Da Redação
MANAUS – A ANTC (Associação Nacional dos Auditores de Controle Externo dos Tribunais de Contas do Brasil) publicou nota técnica em que repudia o Projeto de Lei Ordinária n° 201 de 2018, de autoria do TCE-AM (Tribunal de Contas do Estado do Amazonas), que altera a descrição das atribuições e a nomenclatura de cargos de analista técnico de controle externo.
A entidade considerou o projeto de lei uma violação aos princípios constitucionais da razoabilidade e da proporcionalidade. Em nota assinada pelo presidente da entidade, Francisco Gominho, a ANTC diz que o Projeto de Lei tenta viabilizar a investidura, em cargo de auditor de Controle Externo, servidores que não ingressaram no órgão por meio de concurso público para a função.
Além disso, o PL cria cargos comissionados com potencial efeito de ultrapassar o limite de gastos com pessoal legalmente permitido.
A entidade considera a situação gravíssima e pede a manifestação de repúdio de todos os auditores de Controle Externo do Brasil. A ANTC diz que o TCE/AM, órgão incumbido constitucionalmente de exercer o controle externo da administração pública amazonense, não pode agir transgredindo o texto da Constituição Federal, da Lei de Responsabilidade Fiscal e de Leis do Regime Próprio de Previdência, criando condições para que tais práticas sejam reproduzidas pelas próprias unidades jurisdicionadas.
Ainda segundo a ANTC, o PL busca criar condições para que cargos de complexidade e responsabilidade de nível intermediário sejam transformados em cargos efetivos que congregam as atribuições da função de controle externo.
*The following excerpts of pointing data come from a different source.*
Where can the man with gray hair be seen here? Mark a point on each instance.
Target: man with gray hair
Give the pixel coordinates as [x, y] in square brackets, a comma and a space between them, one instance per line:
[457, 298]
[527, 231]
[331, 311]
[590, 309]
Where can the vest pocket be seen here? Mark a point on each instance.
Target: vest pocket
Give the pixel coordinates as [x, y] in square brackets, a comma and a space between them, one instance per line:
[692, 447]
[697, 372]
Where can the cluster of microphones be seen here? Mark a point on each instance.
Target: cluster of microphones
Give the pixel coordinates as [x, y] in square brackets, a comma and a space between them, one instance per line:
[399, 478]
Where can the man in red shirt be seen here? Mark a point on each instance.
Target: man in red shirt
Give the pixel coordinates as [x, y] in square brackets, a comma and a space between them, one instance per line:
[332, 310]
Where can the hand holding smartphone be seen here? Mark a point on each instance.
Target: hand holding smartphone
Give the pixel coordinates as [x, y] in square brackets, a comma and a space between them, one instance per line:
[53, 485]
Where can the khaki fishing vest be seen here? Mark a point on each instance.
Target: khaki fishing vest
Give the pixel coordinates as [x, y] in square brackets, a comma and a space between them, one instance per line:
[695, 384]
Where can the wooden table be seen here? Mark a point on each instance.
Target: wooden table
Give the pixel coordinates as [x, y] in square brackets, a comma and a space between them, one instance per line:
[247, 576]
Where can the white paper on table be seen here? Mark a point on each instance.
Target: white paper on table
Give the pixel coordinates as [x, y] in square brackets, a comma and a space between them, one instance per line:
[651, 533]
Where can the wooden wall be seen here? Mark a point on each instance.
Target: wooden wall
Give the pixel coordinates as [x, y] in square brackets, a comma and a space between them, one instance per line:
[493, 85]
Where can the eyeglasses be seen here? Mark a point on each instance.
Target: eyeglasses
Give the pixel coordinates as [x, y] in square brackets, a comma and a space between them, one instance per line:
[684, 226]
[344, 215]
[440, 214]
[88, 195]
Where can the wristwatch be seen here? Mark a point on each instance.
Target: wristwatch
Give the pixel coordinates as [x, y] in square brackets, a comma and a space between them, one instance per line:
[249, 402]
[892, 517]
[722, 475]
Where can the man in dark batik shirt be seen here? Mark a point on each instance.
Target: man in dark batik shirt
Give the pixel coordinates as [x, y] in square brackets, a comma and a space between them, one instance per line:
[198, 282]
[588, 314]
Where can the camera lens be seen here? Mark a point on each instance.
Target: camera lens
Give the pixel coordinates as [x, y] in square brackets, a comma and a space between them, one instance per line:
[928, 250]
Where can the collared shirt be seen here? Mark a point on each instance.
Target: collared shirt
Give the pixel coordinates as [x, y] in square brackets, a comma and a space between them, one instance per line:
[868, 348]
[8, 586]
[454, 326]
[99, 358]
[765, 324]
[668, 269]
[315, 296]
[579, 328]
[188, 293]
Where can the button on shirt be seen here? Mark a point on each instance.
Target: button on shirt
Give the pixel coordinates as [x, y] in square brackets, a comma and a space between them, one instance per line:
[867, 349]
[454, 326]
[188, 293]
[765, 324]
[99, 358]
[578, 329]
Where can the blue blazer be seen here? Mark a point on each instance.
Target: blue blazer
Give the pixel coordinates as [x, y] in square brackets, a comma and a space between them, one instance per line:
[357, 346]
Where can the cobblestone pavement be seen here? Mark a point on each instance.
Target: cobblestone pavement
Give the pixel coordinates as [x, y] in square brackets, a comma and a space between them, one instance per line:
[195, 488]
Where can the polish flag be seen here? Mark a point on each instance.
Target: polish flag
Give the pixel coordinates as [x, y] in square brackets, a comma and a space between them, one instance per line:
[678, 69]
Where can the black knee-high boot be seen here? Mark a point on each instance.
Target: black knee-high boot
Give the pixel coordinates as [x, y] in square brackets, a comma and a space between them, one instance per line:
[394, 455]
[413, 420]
“A alteração modificou a nomenclatura de ambos os cargos para Auditor Técnico de Controle Externo, acrescentando ao rol de atribuições a função de realizar auditorias, quando a essência dos cargos, para os quais os servidores fizeram concurso público, tratam, respectivamente, de atividade meio, na área de informática e de assessoramento aos Procuradores de Contas”, diz trecho da nota.
A ANTC quer que a denominação “Auditor de Controle Externo” seja exclusiva para cargos efetivos que congreguem as atribuições referentes à “titularidade das atividades de planejamento, coordenação e execução de auditorias, inspeções, instruções processuais e demais procedimentos fiscalizatórios na esfera de controle externo”, diz a nota.
A Associação destaca que é necessário chamar a atenção da Assembleia Legislativa e mostrar que a denominação do cargo que congrega as funções de ‘Auditor de Controle Externo’ não pode ser banalizada. “Medida nesse sentido, além de reduzir o grau de transparência na gestão de pessoal da instituição, revela baixo grau de maturidade institucional, no que tange à gestão de pessoal, pelo distanciamento do princípio da transparência, que tem os Tribunais de Contas como um dos principais guardiões”, frisa a nota.
A reportagem solicitou o posicionamento do TCE-AM, mas nenhuma nota foi enviada até o fechamento desta matéria.